Even if we could measure the most potent chromosome related to the evolution of intelligence, it would remain the problem of the randomness of the Mendelian inheritance.
P1a and P2b chromosomes are present in D2, while P1b and P2b are present in D4. Among these three chromosomes, only the potential of P1b, which is 100, is already known. Thus, to estimate the potential of D2 and D4 (ED2 and ED4), a previous estimate of P1a and P2b (EP1a and EP2b) will be needed.
We can reduce EP2b to its expected mean, this is, the average IQ values above P2a.

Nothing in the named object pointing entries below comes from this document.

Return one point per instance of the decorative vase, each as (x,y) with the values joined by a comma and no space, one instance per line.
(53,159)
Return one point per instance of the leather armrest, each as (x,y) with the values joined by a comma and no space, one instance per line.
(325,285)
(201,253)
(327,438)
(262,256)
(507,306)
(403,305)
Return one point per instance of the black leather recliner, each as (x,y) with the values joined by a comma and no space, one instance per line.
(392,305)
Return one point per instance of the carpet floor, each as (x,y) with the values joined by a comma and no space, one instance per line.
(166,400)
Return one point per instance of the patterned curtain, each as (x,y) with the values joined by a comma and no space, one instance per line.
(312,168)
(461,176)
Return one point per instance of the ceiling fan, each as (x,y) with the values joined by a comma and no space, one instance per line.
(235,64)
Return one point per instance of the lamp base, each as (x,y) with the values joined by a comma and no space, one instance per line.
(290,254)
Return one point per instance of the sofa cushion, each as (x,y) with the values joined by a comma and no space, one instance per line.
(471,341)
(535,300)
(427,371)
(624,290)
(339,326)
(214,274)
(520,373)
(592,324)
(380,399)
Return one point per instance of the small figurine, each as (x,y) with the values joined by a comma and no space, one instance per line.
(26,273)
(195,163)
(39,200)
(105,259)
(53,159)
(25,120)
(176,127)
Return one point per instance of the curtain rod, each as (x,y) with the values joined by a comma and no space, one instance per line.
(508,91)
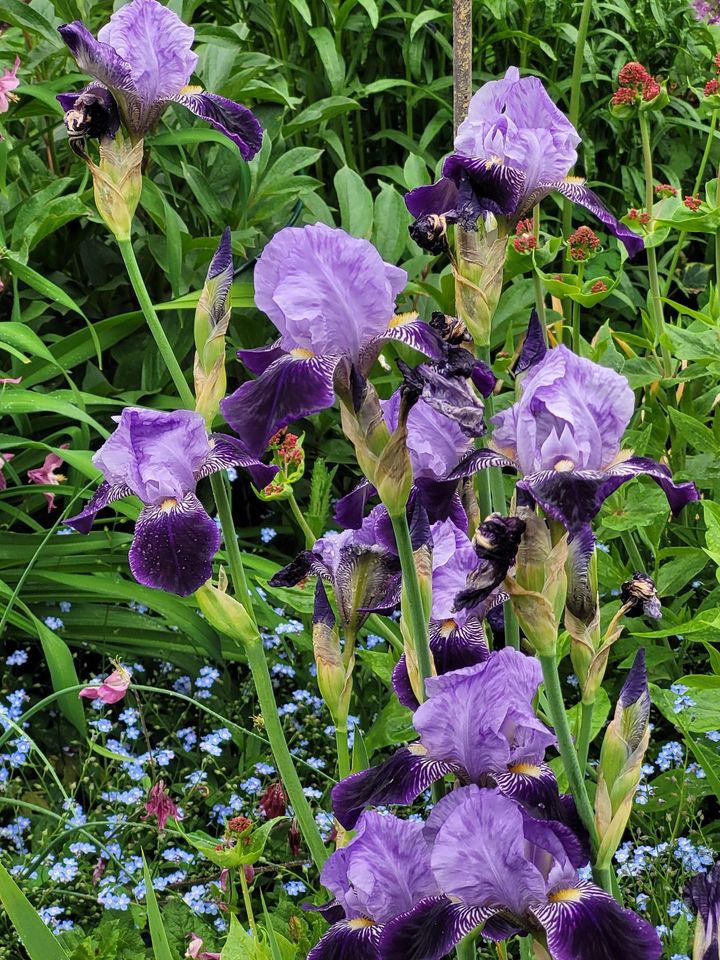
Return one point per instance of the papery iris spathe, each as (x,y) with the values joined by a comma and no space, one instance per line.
(144,57)
(159,457)
(514,148)
(332,299)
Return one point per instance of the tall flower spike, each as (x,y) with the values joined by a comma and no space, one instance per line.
(332,298)
(624,745)
(159,457)
(499,867)
(514,148)
(143,56)
(478,723)
(211,322)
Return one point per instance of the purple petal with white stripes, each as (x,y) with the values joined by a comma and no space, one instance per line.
(585,923)
(399,779)
(430,930)
(173,546)
(238,123)
(289,388)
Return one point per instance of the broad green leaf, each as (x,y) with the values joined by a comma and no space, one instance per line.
(161,946)
(44,286)
(356,203)
(39,941)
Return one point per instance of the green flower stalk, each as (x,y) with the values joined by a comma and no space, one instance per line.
(621,757)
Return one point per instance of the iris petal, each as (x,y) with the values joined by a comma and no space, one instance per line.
(174,545)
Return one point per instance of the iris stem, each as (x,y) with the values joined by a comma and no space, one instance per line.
(558,718)
(655,294)
(413,609)
(146,305)
(575,91)
(310,537)
(583,738)
(246,900)
(254,650)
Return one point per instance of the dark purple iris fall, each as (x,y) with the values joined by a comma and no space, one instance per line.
(382,873)
(514,148)
(144,57)
(564,435)
(457,637)
(477,723)
(159,457)
(500,867)
(332,298)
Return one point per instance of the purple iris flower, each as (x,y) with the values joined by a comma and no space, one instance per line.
(500,867)
(514,148)
(477,723)
(564,435)
(702,893)
(332,298)
(362,566)
(144,57)
(457,636)
(382,873)
(159,456)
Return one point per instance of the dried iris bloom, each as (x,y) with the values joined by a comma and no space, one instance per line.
(477,723)
(159,457)
(639,597)
(332,298)
(143,57)
(514,148)
(379,875)
(500,867)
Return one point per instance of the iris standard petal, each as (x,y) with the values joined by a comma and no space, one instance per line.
(230,452)
(430,930)
(578,193)
(349,940)
(98,59)
(585,923)
(288,389)
(106,493)
(174,545)
(238,123)
(156,44)
(399,779)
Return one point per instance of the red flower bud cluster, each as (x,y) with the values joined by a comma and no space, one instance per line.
(524,241)
(639,216)
(583,243)
(635,82)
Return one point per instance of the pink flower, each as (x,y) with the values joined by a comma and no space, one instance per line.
(4,457)
(8,82)
(161,805)
(46,474)
(196,951)
(110,690)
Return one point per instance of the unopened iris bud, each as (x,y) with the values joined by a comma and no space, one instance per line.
(639,597)
(225,614)
(621,757)
(118,183)
(212,316)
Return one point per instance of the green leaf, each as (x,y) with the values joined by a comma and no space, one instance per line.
(39,941)
(356,203)
(331,60)
(161,946)
(35,280)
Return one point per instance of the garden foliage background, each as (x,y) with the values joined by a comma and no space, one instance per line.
(356,101)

Being the potential related to percentile (ξinv) the inverse function of ξ, we will obtain the following formula:
EP2b = ξinv [ξ (P2a) + (1 - ξ (P2a) / 2)]

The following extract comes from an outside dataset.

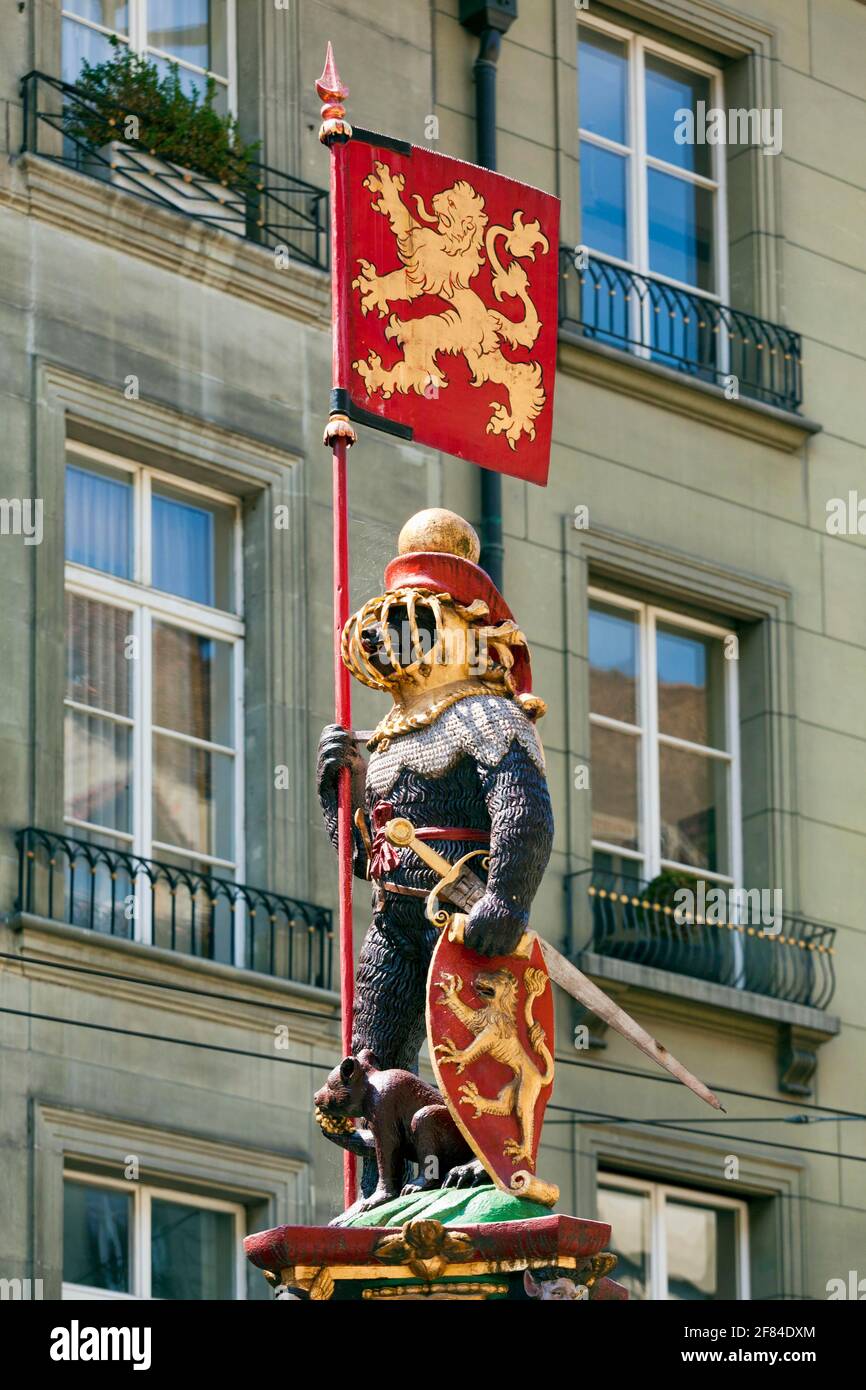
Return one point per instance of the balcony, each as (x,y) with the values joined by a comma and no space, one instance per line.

As we can imagine, these mean value estimates are not very accurate when measured individually. However, the aim is to obtain unbiased estimates given the fact that, due to the effect of the Mendelian-chromosome combination in the evolution of intelligence, the variance of the deviations will always be very high.

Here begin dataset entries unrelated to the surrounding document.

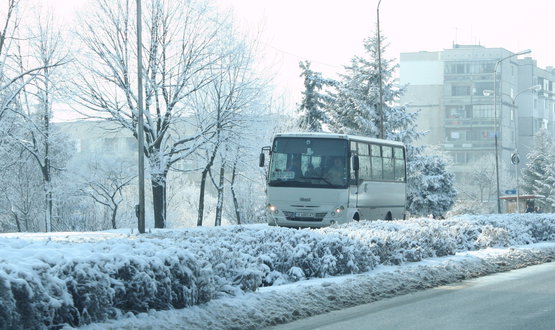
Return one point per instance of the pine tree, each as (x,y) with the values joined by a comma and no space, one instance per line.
(538,178)
(430,188)
(355,110)
(311,110)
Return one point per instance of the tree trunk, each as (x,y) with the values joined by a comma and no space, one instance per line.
(203,185)
(219,207)
(17,222)
(114,213)
(48,207)
(201,196)
(234,195)
(159,200)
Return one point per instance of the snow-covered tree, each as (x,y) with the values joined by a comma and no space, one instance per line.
(181,41)
(312,107)
(538,177)
(34,103)
(430,187)
(355,110)
(104,182)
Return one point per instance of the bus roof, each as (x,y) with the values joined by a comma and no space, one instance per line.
(337,136)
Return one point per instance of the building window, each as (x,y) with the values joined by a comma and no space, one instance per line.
(460,90)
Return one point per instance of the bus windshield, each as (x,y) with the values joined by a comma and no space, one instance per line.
(309,162)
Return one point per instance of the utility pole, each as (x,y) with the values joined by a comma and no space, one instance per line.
(140,122)
(380,105)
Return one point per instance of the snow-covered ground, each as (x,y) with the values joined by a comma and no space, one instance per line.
(285,303)
(249,276)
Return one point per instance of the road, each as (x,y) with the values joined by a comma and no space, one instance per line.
(520,299)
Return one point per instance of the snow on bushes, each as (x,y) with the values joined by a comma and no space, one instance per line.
(47,283)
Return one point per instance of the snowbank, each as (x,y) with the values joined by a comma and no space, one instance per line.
(68,279)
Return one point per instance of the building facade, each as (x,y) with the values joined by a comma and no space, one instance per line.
(453,90)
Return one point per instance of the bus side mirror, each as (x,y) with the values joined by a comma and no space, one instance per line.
(356,165)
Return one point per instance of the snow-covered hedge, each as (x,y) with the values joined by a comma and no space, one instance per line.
(48,283)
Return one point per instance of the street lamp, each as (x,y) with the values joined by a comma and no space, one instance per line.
(380,105)
(527,51)
(514,157)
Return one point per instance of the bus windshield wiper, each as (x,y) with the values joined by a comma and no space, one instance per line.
(321,178)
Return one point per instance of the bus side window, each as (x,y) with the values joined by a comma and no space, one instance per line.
(364,161)
(387,153)
(399,159)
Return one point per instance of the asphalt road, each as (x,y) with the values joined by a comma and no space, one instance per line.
(519,299)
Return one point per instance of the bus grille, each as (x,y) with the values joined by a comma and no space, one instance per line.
(317,217)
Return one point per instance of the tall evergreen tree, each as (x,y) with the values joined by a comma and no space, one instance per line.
(538,177)
(431,187)
(312,107)
(355,110)
(356,101)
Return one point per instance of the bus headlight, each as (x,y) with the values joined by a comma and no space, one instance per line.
(337,211)
(272,208)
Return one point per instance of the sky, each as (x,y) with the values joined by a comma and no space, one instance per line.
(420,253)
(330,32)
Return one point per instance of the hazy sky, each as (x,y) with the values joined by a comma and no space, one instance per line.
(330,32)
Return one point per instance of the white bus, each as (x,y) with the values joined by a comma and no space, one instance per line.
(319,179)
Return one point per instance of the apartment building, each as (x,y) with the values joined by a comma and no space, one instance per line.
(453,90)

In short, if the result of the analysis with real data is positive, the hypothesis that the evolution of intelligence is mostly due to genetic inheritance and that it follows the rules of evolution implied by the LoVeInf method will be demonstrated.
Once the IQ data of the empirical research is available, it will be possible to analyze the correlation between the explanatory variables defined by the model with the explained ones.
[Fortunately, the book online of the EDI Study - Evolution and Design of Intelligence presents the results confirming the proposals of the scientific theory of Conditional Evolution]
Regardless of the problem of the definition of intelligence in evolutionary psychology as a group of relational functions, in the present model of the scientific theory, there are some simplifications to ease its presentation. For example, to make more coherent estimations of the evolution of the intelligence, surely it could be necessary to include:
The internal improvement of the genetic information in each generation could exceed 10% regarding the evolution of intelligence.
The affinity filter, related to the lack of full expression of the smaller intellectual power as mentioned above.
Another factor could be the effect of the sexual selection related to the correlation of the intellectual power between chromosomes of both progenitors.
In any case, it is possible to make preliminary or sensitivity analysis for the estimation of the previous parameters.
Afterward, the EDI Study has confirmed the three aspects mentioned above. It used more than 500 million of coefficients of determination.
6.b.1. Research on the evolution of memory and other cognitive functions
We could check the contrary hypothesis to the verification of the received genetic information (LoVeInf), it would need a reformulation of the model for the particular characteristics we inspect.
Both assumptions comprise of the same scientific theory of the evolution, and they would take place simultaneously for different capacities.
The issue gets complicated with other cognitive capacities such as language, semantic memory, or verbal reasoning due to the distinctive characteristics of these cognitive processes.
More comments are on the page Evolutionary genetics and neuroscience included in the book Memory, language and other brain abilities of the Global Cognitive Theory.
We would expect the contrary hypothesis regarding the inheritance of musical and artistic abilities –like with non-mathematical memory or intuition.
The problem with carrying out statistical analyses on the evolutionary psychology of these abilities is the lack of reliable values with continuous variables for these abilities; contrary to the evolution of intelligence quotients.